Speaking of earnings, the EBITDA of $2.7 billion is monstrous and signals just how high the margins are at Sirius. The strong financials are a function of the 30 million plus subscribers that tune in, largely when driving their cars. Sirius XM did a phenomenal job making itself the go-to provider for satellite ratio on-the-go, and has made great strides embedding its service in cars of all brands sector-wide.
Add Pandora to the mix and Sirius XM has the makings of predictable revenue generator with tremendous earnings and cash flow for the foreseeable future. All of the positives can be distilled in a 3.3% dividend too attracting investors like Buffett who see passive income and upside opportunity.
The Bear Case for Sirius XM
It’s not all sunshine and rainbows, though. The reason Wall Street has a low multiple on the stock is that growth has largely dissipated. The spike in numbers that did come a few years ago originated from the inorganic acquisition of Pandora.
Without an obvious growth trajectory, analysts have been muted on the prospects of the firm and so it appears to have metamorphosized from a growth stock to a value stock.

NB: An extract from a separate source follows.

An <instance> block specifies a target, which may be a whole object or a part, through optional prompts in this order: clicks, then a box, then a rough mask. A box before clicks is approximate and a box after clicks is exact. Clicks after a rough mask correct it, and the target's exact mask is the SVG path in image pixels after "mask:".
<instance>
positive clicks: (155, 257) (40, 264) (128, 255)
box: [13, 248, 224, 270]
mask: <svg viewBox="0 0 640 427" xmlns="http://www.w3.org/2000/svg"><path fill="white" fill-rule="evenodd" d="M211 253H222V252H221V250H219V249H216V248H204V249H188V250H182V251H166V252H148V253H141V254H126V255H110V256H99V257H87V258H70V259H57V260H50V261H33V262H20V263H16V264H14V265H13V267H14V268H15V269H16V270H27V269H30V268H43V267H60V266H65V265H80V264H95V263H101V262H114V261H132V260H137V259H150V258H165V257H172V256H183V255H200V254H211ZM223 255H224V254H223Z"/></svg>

The bull case that caused the share price to pop a few years ago has also diminished now that people are back at work and retention figures have diminished.
Given the stable financials, bears haven’t jumped on board with abandon to short the firm and so arguably the best path forward for shareholders is actually to simply hold the stock like Buffett, enjoy the economics that beat those of the average company in the market on a multiples basis.
If anything Sirius is a stock that has the hallmarks of being a call option because a long-term investor can hold tight and benefit from any upside that may come one day without worrying about an expiration period. In the meantime, they can capture the regular dividend income too.